Tuesday, October 13, 2020

Baked Macaroni and Cheese

 48 oz (3 lbs.) elbow macaroni

1 cup butter (or margarine)

1 cup flour

8 cups milk

1 tsp salt/pepper (or to taste)

4 cups shredded swiss cheese

8 cups + shredded cheddar cheese


Spray 3-9x13 inch baking dishes with non-stick spray. Preheat oven to 375F.


Cook macaroni in a large pot of water according to package directions.


Melt butter (or margarine -whichever you have on hand) in a large pot.


Pour flour into melted butter and stir together until flour is thoroughly combined. Whisk in milk. Stir constantly for several minutes until boiling.

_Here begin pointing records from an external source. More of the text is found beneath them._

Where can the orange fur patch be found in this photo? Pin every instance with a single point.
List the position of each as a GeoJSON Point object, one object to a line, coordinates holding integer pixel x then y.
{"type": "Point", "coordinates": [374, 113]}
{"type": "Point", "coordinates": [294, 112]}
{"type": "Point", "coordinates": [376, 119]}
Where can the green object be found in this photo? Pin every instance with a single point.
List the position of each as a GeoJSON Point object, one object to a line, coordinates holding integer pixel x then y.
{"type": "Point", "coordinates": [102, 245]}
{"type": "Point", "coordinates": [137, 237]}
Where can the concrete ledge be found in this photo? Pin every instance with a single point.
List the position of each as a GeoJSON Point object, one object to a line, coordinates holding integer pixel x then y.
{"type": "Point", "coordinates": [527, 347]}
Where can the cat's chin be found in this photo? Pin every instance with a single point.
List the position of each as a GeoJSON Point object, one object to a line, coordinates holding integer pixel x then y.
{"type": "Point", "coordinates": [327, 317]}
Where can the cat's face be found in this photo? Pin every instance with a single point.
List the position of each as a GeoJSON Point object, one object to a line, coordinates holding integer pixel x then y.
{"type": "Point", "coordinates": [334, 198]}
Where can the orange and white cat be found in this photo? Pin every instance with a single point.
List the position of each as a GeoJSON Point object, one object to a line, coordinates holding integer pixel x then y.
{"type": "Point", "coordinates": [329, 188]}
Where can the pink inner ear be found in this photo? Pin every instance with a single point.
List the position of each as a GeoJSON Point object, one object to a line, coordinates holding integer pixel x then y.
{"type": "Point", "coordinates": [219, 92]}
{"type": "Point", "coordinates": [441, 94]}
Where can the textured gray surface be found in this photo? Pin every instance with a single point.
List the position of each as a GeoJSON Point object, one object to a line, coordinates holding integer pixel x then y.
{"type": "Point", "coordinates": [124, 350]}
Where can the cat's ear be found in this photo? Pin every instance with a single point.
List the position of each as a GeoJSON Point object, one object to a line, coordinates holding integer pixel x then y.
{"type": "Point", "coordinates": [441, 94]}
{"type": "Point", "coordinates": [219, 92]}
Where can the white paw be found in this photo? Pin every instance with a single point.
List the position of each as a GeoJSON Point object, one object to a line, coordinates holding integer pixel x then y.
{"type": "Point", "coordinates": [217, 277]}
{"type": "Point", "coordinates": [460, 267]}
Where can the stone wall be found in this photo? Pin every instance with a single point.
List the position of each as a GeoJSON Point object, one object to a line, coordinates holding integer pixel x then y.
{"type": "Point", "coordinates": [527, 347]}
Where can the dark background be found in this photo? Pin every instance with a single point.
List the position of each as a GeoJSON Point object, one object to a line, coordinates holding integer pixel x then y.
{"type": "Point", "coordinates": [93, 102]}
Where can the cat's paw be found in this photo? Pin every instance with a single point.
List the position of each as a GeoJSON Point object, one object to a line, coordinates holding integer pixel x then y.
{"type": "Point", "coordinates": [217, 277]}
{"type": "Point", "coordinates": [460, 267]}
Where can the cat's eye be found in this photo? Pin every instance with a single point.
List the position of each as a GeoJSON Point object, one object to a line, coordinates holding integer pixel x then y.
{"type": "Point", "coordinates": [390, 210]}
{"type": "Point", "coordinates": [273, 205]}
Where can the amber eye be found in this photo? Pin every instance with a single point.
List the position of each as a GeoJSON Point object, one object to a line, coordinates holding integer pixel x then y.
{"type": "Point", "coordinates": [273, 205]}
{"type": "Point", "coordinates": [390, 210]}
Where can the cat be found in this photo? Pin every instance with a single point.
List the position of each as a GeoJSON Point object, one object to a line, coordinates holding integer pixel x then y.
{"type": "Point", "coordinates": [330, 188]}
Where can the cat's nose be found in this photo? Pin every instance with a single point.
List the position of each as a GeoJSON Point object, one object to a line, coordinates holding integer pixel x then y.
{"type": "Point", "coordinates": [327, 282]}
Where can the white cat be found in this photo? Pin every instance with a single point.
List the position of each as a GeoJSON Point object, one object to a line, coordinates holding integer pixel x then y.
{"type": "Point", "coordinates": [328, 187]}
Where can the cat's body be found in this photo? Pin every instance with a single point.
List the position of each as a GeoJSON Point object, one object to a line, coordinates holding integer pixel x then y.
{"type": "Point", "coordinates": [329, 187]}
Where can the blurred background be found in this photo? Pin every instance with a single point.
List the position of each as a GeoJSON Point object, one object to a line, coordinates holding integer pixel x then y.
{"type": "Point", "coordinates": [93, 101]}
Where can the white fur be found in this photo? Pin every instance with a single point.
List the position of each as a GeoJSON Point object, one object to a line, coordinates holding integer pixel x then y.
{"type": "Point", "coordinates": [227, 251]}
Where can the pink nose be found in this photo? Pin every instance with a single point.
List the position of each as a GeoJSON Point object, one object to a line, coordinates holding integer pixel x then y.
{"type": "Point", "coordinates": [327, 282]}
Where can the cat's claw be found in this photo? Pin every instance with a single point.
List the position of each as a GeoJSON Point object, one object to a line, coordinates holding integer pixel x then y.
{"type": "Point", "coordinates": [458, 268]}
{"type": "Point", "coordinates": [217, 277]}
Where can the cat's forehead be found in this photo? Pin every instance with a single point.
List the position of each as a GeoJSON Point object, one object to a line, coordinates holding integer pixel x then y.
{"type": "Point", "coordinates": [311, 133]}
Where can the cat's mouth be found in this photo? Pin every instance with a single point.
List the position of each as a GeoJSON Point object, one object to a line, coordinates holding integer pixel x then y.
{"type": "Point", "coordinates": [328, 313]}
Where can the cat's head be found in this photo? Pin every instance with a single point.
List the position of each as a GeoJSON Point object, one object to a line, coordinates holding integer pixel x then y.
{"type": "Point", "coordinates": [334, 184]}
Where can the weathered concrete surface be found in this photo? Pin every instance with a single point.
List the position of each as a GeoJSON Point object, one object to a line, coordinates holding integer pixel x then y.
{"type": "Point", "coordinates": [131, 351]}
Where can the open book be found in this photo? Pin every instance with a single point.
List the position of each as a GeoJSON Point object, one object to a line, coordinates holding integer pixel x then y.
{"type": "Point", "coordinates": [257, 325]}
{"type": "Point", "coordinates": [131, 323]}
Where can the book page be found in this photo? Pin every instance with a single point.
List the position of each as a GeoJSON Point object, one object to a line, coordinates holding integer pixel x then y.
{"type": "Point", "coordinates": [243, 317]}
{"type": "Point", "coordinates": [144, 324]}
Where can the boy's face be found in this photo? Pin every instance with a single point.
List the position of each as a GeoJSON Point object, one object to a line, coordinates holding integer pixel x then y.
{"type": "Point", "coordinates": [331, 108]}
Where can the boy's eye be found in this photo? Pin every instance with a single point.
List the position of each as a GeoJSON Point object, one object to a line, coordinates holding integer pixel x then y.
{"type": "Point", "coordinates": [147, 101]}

Stir in 4 cups of swiss cheese and 6 cups cheddar until completely melted. This takes about 2-3 minutes of additional stirring. Remove from heat when thoroughly melted.


Pour in the cooked and drained elbow macaroni into your large pot of homemade cheese sauce. Stir gently, so you don’t mash your noodles.


Fill each dish 3/4 of the way full with Mac and Cheese mixture. Top with remaining 2 cups+ shredded cheese.


Place baking dishes into preheated oven for 25 minutes. When your oven beeps in 25 minutes.

Depending on how brown and crispy you’d like the top, you can turn the oven off, but let your dishes sit 5 or so more minutes in the oven.